Oh yes, there were classes, all right. And some of us actually really learned some stuff - even I did, in the few rare moments when I wasn’t busy being bullied by scapegrace You-Know-Whom.
Of course we did. You wouldn’t dare NOT learn from THIS.
There’s the Authentic Public Long-Draw-Gasm - seeing half a dozen people experience it in unison is a rush that somehow never pales.
And then there’s the more esoteric revelation, the kind of thing you didn’t even know you wanted to learn, but dang, doesn’t it turn out to be cool to know how to do it and understand why it works. Here’s Sandi after a triumphant run of Intentional Structurally Sound Thick and Thin Yarn.

Sandi shd haz a proud.

She does. (Ahem. Hers was way better than mine. I stick my tongue out at her.

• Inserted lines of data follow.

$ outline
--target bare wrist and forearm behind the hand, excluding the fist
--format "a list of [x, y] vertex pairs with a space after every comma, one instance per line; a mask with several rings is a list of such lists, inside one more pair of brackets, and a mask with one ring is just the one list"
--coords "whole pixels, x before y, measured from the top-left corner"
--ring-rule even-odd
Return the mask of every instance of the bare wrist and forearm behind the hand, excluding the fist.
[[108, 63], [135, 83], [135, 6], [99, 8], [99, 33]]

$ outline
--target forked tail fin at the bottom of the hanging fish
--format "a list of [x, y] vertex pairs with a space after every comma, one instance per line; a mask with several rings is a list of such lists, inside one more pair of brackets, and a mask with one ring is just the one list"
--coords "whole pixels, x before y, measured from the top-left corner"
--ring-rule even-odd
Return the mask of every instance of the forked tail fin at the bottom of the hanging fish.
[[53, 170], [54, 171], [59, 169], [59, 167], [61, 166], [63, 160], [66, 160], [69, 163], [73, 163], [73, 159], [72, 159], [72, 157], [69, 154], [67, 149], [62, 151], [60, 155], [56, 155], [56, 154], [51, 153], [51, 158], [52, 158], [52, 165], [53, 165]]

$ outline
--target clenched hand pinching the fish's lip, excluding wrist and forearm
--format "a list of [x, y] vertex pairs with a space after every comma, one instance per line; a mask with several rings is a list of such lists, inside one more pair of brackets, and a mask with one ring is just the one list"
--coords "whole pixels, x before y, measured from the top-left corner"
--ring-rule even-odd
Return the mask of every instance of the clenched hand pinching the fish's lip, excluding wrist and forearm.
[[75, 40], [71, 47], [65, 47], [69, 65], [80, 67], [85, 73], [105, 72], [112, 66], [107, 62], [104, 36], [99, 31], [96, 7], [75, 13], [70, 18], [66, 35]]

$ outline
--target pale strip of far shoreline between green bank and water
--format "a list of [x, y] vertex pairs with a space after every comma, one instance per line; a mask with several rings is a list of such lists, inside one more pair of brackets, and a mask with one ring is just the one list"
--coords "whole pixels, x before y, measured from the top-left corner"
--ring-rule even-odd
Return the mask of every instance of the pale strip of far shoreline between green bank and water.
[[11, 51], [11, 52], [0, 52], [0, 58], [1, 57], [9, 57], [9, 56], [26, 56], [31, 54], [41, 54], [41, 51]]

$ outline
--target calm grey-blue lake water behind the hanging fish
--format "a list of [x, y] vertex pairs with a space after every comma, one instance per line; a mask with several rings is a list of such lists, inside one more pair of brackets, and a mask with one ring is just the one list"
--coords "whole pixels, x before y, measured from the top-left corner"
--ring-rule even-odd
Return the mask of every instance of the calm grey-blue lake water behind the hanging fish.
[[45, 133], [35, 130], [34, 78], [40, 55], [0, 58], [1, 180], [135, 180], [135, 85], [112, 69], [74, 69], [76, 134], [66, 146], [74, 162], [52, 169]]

Here and now.)
So then what happens?
On Sunday afternoon, just as we’re getting lulled into a false sense of security, what with with all the mind-splodey learning and the new ideas and stuff… Abby pulls a fast one.
First she cozies up all nice and friendly-like to Jacey…

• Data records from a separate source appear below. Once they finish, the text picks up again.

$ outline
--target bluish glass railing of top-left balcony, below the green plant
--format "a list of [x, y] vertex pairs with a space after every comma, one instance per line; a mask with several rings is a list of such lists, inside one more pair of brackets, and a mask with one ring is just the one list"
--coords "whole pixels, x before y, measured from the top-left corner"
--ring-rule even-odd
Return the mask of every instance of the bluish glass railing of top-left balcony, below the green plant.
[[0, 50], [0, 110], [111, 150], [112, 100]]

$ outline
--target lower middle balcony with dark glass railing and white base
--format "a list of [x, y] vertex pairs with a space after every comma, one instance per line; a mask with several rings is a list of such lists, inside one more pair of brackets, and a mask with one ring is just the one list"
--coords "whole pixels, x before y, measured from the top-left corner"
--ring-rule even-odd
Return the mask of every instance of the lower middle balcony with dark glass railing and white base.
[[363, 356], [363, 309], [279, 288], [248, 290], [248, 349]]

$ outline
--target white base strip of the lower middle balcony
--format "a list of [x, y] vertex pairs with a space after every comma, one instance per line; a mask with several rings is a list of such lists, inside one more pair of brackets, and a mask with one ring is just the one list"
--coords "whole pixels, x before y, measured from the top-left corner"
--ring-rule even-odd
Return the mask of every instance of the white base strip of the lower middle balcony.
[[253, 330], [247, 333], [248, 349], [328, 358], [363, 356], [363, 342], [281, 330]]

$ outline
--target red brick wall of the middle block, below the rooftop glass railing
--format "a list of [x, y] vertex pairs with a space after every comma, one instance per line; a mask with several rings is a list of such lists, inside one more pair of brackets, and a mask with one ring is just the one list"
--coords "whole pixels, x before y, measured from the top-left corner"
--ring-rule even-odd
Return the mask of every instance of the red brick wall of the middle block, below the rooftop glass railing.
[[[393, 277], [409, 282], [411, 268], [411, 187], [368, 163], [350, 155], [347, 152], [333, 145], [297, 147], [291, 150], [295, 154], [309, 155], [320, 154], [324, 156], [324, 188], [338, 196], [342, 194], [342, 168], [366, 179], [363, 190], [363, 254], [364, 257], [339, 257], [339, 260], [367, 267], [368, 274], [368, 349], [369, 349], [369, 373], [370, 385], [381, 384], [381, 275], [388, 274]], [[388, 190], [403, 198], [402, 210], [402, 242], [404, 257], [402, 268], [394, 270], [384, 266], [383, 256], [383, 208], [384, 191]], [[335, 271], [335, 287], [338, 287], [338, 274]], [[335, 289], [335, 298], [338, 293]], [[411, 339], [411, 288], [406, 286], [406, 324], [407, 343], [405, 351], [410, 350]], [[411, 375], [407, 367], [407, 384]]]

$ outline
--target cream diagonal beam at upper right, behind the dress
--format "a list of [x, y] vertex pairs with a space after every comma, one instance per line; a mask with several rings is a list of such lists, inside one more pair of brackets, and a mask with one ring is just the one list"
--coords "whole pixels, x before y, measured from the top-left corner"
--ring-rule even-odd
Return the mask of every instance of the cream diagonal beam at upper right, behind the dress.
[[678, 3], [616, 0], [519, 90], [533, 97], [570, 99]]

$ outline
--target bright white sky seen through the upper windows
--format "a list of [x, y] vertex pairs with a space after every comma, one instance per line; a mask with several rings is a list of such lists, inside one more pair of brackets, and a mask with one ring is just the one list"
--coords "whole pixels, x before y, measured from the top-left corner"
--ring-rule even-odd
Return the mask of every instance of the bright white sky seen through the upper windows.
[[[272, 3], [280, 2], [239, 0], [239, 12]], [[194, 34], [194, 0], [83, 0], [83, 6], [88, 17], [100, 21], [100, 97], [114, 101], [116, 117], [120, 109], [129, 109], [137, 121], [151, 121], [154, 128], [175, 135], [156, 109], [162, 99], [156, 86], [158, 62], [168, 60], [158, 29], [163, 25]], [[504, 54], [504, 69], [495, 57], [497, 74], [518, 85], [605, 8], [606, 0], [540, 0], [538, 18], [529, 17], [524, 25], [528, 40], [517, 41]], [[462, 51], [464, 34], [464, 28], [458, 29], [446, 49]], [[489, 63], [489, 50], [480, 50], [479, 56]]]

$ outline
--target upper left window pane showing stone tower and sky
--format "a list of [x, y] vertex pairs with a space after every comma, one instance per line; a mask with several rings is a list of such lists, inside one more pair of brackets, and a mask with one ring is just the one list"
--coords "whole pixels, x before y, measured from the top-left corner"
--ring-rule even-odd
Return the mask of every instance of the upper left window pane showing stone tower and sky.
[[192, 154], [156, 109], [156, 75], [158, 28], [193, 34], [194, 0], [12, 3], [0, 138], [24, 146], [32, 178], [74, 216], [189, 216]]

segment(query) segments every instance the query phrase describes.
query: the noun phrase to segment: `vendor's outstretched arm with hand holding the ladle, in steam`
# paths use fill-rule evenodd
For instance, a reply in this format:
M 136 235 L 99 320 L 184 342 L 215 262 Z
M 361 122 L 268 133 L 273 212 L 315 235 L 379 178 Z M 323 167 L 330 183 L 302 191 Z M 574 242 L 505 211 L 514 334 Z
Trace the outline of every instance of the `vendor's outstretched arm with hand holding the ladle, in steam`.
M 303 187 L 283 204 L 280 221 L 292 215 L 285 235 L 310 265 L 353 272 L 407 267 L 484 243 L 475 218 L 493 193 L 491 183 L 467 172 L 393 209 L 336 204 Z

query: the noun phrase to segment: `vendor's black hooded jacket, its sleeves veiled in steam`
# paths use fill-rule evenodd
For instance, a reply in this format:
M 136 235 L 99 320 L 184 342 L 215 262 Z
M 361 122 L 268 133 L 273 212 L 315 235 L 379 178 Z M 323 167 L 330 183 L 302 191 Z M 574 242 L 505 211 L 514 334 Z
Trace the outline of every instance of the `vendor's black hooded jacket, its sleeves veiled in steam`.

And then, instead of spending the afternoon teaching us stuff about plying structures, that slacker Abby brings Jacey into her own class and makes HER take over, giving us a pretty amazing lesson on how to make a proper structured bouclé - under the thin pretext that this too, after all, is all about Plying Structure, right? Uh-huh.
But then a curious thing happens. Because… Jacey is supposed to be teaching this class, right? But look who’s doing the talking.

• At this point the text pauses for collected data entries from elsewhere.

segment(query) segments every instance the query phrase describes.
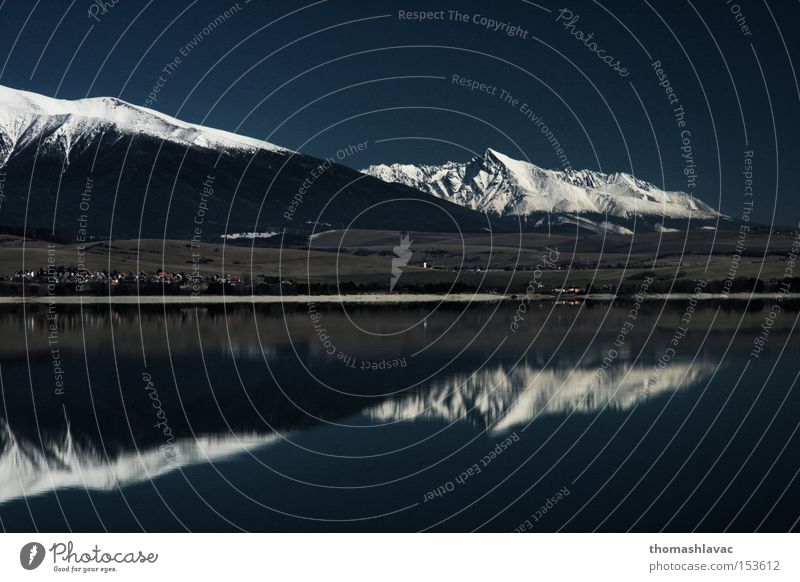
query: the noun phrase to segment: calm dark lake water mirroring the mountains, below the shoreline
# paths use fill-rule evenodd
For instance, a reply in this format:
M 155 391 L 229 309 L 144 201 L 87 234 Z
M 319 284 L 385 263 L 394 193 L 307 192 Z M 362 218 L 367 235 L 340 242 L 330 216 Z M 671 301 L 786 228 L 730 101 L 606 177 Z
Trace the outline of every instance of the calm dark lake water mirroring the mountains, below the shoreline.
M 4 306 L 0 527 L 796 530 L 797 307 L 686 307 Z

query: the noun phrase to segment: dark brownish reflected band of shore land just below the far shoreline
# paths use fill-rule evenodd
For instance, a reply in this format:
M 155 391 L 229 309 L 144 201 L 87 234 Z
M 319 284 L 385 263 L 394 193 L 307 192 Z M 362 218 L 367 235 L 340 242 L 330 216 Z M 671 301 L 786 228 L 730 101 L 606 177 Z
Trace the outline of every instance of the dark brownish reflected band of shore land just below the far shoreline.
M 642 309 L 642 321 L 634 333 L 642 334 L 656 325 L 670 328 L 676 325 L 685 309 L 685 301 L 649 301 Z M 698 309 L 698 327 L 708 325 L 715 313 L 715 330 L 738 329 L 739 333 L 758 329 L 769 313 L 774 301 L 757 299 L 702 302 Z M 443 346 L 459 349 L 466 343 L 476 349 L 506 345 L 524 349 L 533 336 L 548 328 L 540 343 L 548 343 L 555 332 L 580 333 L 598 330 L 600 334 L 616 334 L 625 321 L 625 301 L 613 305 L 606 302 L 587 302 L 583 305 L 554 305 L 549 301 L 527 305 L 525 319 L 518 333 L 509 333 L 517 303 L 507 301 L 497 304 L 444 303 L 441 305 L 400 304 L 387 306 L 318 303 L 325 328 L 340 338 L 342 347 L 350 352 L 376 353 L 402 350 L 409 343 L 425 345 L 435 338 Z M 782 313 L 774 322 L 775 330 L 791 329 L 800 301 L 781 303 Z M 144 343 L 148 349 L 166 351 L 196 350 L 200 344 L 210 348 L 238 346 L 243 352 L 252 352 L 248 346 L 258 343 L 268 346 L 276 343 L 309 342 L 313 330 L 308 307 L 305 304 L 212 304 L 202 306 L 182 305 L 56 305 L 54 307 L 59 328 L 60 344 L 82 350 L 106 346 L 113 341 L 118 351 L 141 351 Z M 0 306 L 0 355 L 14 357 L 20 353 L 46 351 L 51 320 L 48 306 L 42 304 L 7 304 Z M 457 318 L 458 333 L 448 330 Z M 424 325 L 422 323 L 424 322 Z M 371 333 L 399 333 L 392 341 L 379 338 L 377 342 L 364 341 L 363 333 L 354 333 L 354 323 Z M 112 334 L 113 331 L 113 334 Z M 198 340 L 198 336 L 200 340 Z M 27 338 L 25 341 L 24 338 Z M 22 341 L 20 341 L 22 339 Z

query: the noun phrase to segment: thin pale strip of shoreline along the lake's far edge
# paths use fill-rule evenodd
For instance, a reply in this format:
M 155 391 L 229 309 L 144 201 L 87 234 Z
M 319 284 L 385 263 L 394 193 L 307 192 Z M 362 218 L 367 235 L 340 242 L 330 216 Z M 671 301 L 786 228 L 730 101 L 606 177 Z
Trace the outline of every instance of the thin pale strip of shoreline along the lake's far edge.
M 352 304 L 406 304 L 406 303 L 490 303 L 494 301 L 633 301 L 634 295 L 611 295 L 593 293 L 590 295 L 500 295 L 494 293 L 363 293 L 349 295 L 54 295 L 54 296 L 3 296 L 0 305 L 212 305 L 212 304 L 283 304 L 283 303 L 352 303 Z M 800 293 L 652 293 L 645 301 L 678 301 L 695 298 L 700 301 L 747 301 L 800 299 Z

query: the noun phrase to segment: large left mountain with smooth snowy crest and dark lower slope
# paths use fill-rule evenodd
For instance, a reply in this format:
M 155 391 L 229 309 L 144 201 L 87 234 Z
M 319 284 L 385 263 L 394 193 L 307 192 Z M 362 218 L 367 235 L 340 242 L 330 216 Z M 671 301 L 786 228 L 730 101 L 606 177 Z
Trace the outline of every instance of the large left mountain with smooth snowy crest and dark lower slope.
M 0 87 L 6 232 L 210 242 L 285 229 L 305 240 L 315 224 L 452 232 L 448 215 L 464 231 L 486 227 L 480 213 L 366 177 L 335 163 L 336 152 L 326 158 L 113 97 L 69 101 Z M 429 212 L 431 204 L 444 212 Z M 503 231 L 501 222 L 493 228 Z

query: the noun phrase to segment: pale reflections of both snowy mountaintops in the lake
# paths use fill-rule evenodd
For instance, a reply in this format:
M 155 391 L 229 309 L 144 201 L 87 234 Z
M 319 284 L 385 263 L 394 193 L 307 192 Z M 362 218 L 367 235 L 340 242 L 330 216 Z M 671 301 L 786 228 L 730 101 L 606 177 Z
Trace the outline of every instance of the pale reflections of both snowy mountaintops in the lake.
M 363 414 L 380 422 L 438 418 L 447 422 L 473 422 L 491 431 L 519 428 L 541 414 L 596 412 L 605 406 L 625 410 L 640 402 L 653 366 L 627 366 L 598 381 L 595 369 L 543 370 L 526 365 L 513 369 L 497 366 L 472 374 L 436 379 L 413 394 L 401 393 L 365 402 Z M 670 393 L 679 386 L 707 378 L 709 364 L 669 365 L 649 396 Z M 211 404 L 211 403 L 209 403 Z M 347 411 L 352 413 L 352 411 Z M 229 423 L 236 419 L 226 417 Z M 291 431 L 291 423 L 284 430 Z M 196 463 L 224 460 L 274 443 L 273 432 L 234 434 L 221 423 L 218 432 L 182 436 L 164 444 L 104 450 L 102 437 L 92 439 L 85 427 L 65 419 L 63 427 L 48 427 L 41 442 L 15 433 L 0 419 L 0 503 L 66 487 L 110 490 Z M 87 438 L 88 437 L 88 438 Z

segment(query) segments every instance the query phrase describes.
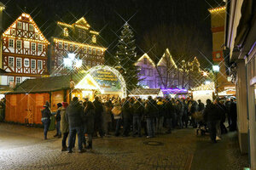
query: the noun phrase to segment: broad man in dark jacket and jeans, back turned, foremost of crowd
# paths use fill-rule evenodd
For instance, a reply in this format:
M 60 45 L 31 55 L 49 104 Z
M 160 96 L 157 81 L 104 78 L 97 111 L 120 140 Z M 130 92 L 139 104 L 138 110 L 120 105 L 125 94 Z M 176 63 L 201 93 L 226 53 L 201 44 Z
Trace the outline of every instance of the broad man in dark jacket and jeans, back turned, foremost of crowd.
M 75 132 L 78 133 L 79 139 L 79 152 L 83 152 L 82 139 L 83 139 L 83 119 L 84 108 L 79 105 L 79 99 L 73 98 L 70 105 L 67 106 L 66 119 L 69 124 L 69 139 L 68 139 L 68 153 L 72 153 L 73 137 Z

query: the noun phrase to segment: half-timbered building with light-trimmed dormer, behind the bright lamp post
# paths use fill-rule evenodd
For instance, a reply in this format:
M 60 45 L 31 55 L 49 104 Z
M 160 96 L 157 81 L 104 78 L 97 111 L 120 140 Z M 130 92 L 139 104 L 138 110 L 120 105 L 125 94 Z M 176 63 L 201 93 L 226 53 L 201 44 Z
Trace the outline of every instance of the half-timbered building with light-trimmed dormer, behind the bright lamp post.
M 76 58 L 83 60 L 82 70 L 104 64 L 106 48 L 97 41 L 99 32 L 93 31 L 84 17 L 73 24 L 58 21 L 56 25 L 49 51 L 51 76 L 67 74 L 64 65 L 67 54 L 75 54 Z

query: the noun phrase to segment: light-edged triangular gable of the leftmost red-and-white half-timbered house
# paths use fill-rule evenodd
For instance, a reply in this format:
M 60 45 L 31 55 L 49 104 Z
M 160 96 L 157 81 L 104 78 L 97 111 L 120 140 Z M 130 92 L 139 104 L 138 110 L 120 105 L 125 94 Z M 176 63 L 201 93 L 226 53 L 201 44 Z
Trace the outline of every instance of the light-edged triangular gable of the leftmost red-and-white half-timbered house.
M 17 29 L 18 23 L 20 24 L 20 29 Z M 32 35 L 32 31 L 29 31 L 30 26 L 32 26 L 32 30 L 37 34 L 37 37 Z M 25 13 L 22 13 L 20 17 L 18 17 L 18 19 L 15 20 L 15 22 L 9 26 L 6 31 L 3 32 L 3 37 L 20 37 L 33 41 L 49 43 L 48 40 L 44 37 L 43 33 L 40 31 L 38 25 L 34 20 L 32 20 L 31 15 Z

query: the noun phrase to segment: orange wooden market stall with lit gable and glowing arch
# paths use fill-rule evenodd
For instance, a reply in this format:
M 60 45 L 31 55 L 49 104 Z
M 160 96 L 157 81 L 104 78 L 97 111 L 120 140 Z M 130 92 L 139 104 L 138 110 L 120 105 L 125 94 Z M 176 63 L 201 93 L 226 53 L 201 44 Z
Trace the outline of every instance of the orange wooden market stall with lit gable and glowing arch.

And look how polite and ladylike Jacey is about it.

Now, of those two, which one would YOU think was known as Insubordiknits?
The rude disruptive one, right? with all her bawdy talk about the shaft sliding in the thumb crotch.
So that’s how it was. All weekend long and then some; Abby poured the KoolAid and we all drank it and kept asking for more. It wasn’t until afterward when I looked at the pictures that I realized how completely we had been duped - hell, on Monday morning, after we’d somehow bamboozled ourselves into helping Morgaine load out before leaving, I had another wallet accident right out on the sidewalk, snapping up two lumps of crack Abby-batts in mid-air as they were about to disappear into the Magic YarnVee. All kinds of scary JuJu going on there.
And that’s my story and I’m sticking to it, and I figure we were all lucky to get out of there with our souls more or less intact.
And I’m not going to tell you about the outrageous quantities/variety of astonishing ice cream from Jeni’s that Iza brought in for us to wallow in.
And I’m not going to tell you about the gorgeous fleeces Nada brought.
Or about the Sekrit Project we did for Shelly right under her nose.
Or about how funny/smart/fascinating/warm/fuzzy everyone was.
Or about how silly we got on Saturday night.
Or about how lovely it was, on a balmy spring evening, to take our wheels and spindles out on the balcony overlooking Lebanon’s pretty Main Street.
Let alone about the outrageous mind-bending eye-opening stuff we actually did learn in the actual classes.
I’m certainly not going to tell you how good the food was, or how well-organized the whole operation was from the standpoint of feeding and housing and herding an hungry horde of spinners.
Remind me, also, not to mention the addictive apple butter.
Or to admit that from soup to nuts it was all-ointment-no-flies.
Because I wouldn’t want anybody to get the wrong idea about this crazy thing that was Stringtopia.
If I’m not careful, however… if I let my guard down for a moment… I might be beguiled into mentioning what I said to Abby (while still under her influence, obviously!) on Monday morning just before we left. Which was something along these lines:
Look, it’s apples and oranges, and I wouldn’t want to have to choose, and I’m lucky not to have to choose - but if I DID have to choose between this and SOAR… or in fact any other fibery event I’ve been to… it would be this.
But don’t tell anybody I said so, ‘K? Because I want that to be our little secret.